Big data, like other kinds of data, has a life cycle-but how many organizations think about big data in this way? At this moment in time, probably not many.
To compare, it has taken us decades to get on top of data life cycles for standard transactional data with fixed record lengths coming from baseline “systems of record” in the enterprise. Even now, it is not uncommon for IT to sit down with various business functions deemed to “own” this data in order to determine both business and regulatory requirements for data retention and storage.
With big data, which can be unpredictable and come in many different sizes and formats, the process isn’t so easy. Yet, if we don’t start thinking about how we are going to manage this incoming mass of unstructured and semi-structured data in our data centers—where images, videos and documents are growing at a clip of 80 percent—we may never be able to lift our heads from under it!
IT’s heritage will tell us that the easiest way to manage big data is by throwing more storage at it, because storage is relatively cheap, it’s often easy to increment without sending out any budget “alerts” to the CFO, and it’s also what organizations have always done. If you stick deduplication technology in front of your storage, you can also weed out duplicate data and use data compression to further assist in managing the storage footprint.
Unfortunately, what you do in the data center doesn’t affect the distributed servers in different areas of the company that continue to house copies of the same big data.
Ash Ashutosh, CEO of Actifio, a data management software provider, cites an example of a medical research facility that generates 100 terabytes of data from the various instruments that it uses.
According to Ashutosh, the research facility has 18 different research departments that further process the same big data, with each department adding five terabytes of additional synthesized data to the baseline data.
“Now they must manage a total of over a petabyte of data, of which less than 150 terabytes is unique,” said Ashutash, “Yet, the entire petabyte of data is backed up, moved to a disaster recovery site, consuming additional power and space used to store it all. So now, the medical center has used over 10 petabytes of storage to manage less than 150 terabytes of real unique data. This is not efficient.”
It isn’t efficient-and it’s the kind of big data problem that can’t be solved by just sitting down with various departments and identifying data retention policies.
Ashutash recommends virtualizing all of this data and relocating it to the data center. The data center has techniques that can identify duplicated data and eliminate it, IT staff has data management experience that business users don’t have, and technologies like virtualization from single-source servers in the data center can provide on demand service and access to big data to end users throughout the organization.

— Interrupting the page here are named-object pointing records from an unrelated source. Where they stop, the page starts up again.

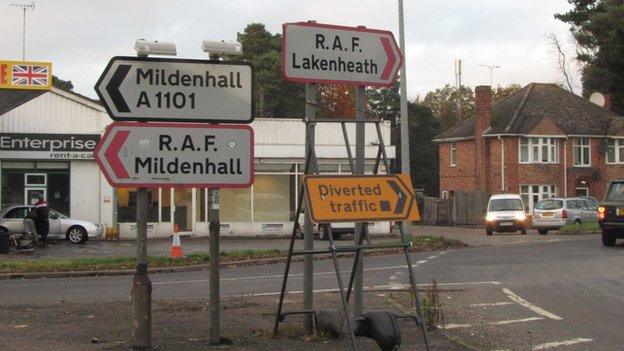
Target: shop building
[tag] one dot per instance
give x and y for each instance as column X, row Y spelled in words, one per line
column 46, row 144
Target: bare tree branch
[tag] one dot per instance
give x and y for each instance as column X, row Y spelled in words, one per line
column 562, row 60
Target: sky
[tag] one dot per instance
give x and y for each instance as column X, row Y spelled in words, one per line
column 79, row 37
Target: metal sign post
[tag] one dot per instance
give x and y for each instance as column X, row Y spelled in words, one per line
column 308, row 260
column 141, row 295
column 214, row 330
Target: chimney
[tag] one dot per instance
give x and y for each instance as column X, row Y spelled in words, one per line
column 483, row 121
column 608, row 100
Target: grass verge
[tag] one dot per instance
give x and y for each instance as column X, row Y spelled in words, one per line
column 420, row 243
column 118, row 263
column 430, row 242
column 583, row 228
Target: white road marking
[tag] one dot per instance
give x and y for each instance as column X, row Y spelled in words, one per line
column 372, row 288
column 530, row 306
column 488, row 304
column 550, row 345
column 509, row 321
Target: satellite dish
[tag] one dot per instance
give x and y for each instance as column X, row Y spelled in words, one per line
column 597, row 98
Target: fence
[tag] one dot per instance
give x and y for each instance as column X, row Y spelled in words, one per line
column 462, row 208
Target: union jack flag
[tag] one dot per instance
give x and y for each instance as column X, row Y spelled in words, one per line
column 30, row 75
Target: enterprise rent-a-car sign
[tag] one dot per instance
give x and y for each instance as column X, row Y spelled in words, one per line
column 48, row 146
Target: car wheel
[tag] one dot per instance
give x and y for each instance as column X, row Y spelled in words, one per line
column 298, row 232
column 76, row 235
column 607, row 238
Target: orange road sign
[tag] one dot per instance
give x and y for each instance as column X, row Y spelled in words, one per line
column 360, row 198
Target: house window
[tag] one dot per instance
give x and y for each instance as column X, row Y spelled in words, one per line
column 453, row 154
column 581, row 152
column 615, row 151
column 531, row 194
column 538, row 150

There is also an operational side to this that involves data and process ownership, and that can become quite political.
The various departments involved must agree to surrender their physical servers and data, and to work off centralized and virtualized data that is maintained in the data center. This is where the CIO and other C-level executives enter in-because people throughout the organization have to understand and support a virtual data policy-and the data management guidelines that come with it.

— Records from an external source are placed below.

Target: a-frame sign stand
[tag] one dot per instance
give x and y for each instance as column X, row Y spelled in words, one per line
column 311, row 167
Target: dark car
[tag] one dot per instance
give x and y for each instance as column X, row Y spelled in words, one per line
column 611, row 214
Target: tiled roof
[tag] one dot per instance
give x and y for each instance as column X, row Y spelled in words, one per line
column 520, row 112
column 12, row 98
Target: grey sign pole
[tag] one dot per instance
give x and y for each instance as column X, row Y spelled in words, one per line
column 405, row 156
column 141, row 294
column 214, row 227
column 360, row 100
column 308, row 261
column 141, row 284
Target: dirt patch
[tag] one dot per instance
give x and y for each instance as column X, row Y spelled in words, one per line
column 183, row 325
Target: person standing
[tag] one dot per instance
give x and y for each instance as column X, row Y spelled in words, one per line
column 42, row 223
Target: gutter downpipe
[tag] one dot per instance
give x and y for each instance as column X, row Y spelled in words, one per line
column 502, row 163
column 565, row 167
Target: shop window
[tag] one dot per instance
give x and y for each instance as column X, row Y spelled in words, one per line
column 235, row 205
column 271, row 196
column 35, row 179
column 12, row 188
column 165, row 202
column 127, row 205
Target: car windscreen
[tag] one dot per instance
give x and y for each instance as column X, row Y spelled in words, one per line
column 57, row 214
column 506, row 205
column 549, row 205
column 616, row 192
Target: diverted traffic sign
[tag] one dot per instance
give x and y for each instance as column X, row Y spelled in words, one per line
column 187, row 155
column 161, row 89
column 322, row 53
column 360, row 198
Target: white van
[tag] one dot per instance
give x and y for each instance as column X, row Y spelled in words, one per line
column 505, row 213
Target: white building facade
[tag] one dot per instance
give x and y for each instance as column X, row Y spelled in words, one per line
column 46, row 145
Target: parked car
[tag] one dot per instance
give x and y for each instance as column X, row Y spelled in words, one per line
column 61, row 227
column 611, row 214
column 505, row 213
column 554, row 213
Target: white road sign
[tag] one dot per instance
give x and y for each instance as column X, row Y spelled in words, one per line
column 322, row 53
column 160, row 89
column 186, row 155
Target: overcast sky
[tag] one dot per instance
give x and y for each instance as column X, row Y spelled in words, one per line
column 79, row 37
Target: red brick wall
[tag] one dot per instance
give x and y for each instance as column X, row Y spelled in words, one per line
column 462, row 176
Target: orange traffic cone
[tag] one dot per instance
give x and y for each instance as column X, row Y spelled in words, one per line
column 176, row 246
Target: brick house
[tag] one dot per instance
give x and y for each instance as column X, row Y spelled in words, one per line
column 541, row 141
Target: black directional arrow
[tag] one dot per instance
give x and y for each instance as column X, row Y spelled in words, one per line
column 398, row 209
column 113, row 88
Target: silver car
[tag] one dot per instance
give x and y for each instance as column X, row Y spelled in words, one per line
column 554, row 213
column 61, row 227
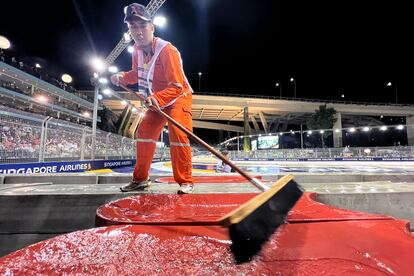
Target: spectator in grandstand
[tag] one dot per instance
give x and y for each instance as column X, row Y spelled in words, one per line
column 223, row 167
column 157, row 68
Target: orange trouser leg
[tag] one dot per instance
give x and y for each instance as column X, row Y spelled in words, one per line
column 179, row 143
column 148, row 133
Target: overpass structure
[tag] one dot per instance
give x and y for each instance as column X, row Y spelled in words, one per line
column 270, row 114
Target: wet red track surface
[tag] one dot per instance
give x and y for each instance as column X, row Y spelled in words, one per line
column 317, row 240
column 207, row 208
column 368, row 247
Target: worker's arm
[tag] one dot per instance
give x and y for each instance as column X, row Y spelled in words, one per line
column 174, row 75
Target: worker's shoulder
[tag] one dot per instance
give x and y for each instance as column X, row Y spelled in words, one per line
column 169, row 48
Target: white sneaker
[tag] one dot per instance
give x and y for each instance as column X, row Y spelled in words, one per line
column 136, row 186
column 186, row 188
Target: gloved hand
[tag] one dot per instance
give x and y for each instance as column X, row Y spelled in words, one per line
column 117, row 78
column 151, row 103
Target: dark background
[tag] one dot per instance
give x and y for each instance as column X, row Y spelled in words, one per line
column 242, row 47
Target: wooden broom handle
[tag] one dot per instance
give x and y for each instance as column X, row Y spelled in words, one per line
column 254, row 181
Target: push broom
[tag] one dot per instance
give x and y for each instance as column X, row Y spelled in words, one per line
column 251, row 224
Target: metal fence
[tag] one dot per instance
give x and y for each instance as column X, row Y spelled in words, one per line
column 27, row 137
column 345, row 152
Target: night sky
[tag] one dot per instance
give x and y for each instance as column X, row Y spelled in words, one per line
column 241, row 47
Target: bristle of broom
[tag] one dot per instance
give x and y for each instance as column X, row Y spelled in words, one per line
column 249, row 235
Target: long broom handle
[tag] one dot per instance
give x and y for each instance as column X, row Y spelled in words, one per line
column 254, row 181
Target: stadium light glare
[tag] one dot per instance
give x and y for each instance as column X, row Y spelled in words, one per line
column 160, row 21
column 103, row 80
column 113, row 69
column 98, row 64
column 4, row 43
column 127, row 37
column 107, row 91
column 66, row 78
column 41, row 99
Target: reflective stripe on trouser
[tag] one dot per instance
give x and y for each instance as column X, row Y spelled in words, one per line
column 148, row 133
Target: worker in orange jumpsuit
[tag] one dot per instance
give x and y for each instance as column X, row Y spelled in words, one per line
column 158, row 70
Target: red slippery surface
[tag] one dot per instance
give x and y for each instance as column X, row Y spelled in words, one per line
column 207, row 208
column 370, row 247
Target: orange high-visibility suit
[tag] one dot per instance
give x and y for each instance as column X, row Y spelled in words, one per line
column 174, row 95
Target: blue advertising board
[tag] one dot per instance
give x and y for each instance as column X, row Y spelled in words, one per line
column 61, row 167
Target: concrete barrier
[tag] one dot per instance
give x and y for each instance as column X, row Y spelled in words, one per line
column 399, row 205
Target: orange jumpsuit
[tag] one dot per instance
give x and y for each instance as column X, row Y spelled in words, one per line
column 168, row 84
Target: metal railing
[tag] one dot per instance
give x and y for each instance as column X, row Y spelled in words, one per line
column 26, row 137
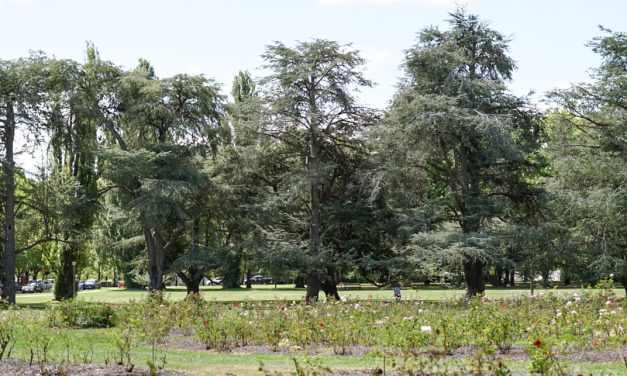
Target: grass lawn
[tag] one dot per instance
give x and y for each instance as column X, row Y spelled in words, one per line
column 115, row 295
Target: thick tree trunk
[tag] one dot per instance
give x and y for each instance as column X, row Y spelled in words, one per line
column 249, row 275
column 191, row 281
column 506, row 277
column 330, row 289
column 313, row 287
column 299, row 282
column 63, row 287
column 156, row 257
column 474, row 276
column 232, row 272
column 8, row 168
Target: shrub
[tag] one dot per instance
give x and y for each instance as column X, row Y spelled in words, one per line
column 80, row 314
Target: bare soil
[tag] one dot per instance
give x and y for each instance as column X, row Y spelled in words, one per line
column 16, row 367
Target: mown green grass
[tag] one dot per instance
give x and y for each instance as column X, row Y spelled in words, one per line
column 288, row 293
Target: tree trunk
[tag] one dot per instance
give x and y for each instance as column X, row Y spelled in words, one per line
column 330, row 289
column 474, row 277
column 506, row 278
column 63, row 288
column 8, row 168
column 156, row 257
column 232, row 272
column 249, row 275
column 191, row 281
column 545, row 279
column 313, row 287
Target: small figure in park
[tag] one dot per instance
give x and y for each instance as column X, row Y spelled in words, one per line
column 397, row 292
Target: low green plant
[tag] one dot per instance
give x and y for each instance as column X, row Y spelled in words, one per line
column 81, row 314
column 9, row 321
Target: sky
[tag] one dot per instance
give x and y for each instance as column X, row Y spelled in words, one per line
column 220, row 37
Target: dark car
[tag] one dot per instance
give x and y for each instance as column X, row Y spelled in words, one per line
column 91, row 284
column 260, row 280
column 33, row 287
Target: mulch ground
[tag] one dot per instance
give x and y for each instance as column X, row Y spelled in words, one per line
column 15, row 367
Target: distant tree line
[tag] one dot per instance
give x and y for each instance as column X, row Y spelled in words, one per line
column 151, row 177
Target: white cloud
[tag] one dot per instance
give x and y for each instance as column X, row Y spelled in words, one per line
column 375, row 57
column 19, row 4
column 430, row 3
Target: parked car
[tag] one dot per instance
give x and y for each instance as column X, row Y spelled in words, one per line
column 91, row 284
column 46, row 285
column 214, row 281
column 259, row 279
column 33, row 287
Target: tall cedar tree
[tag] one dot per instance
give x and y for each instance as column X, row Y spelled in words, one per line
column 591, row 159
column 313, row 110
column 473, row 140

In most organizations, this is still a work in progress. Consider:
- Only 51 percent of worldwide servers in companies were virtualized in 2012
- 44 percent of companies are delaying storage virtualization because of cost
What are the takeaways for IT?
First, that some old fashioned data management meetings-this time about big data-should be held at both the strategic and operational levels. These meetings will undoubtedly be about policies, but they will also be about control.
Second, if IT hasn’t already done so, it should get aggressive in the data center, putting into play technologies that are proven and ready to harness the big data that daily enters corporate portals.
Now is the time-before the digital floodtides literally sweep you away.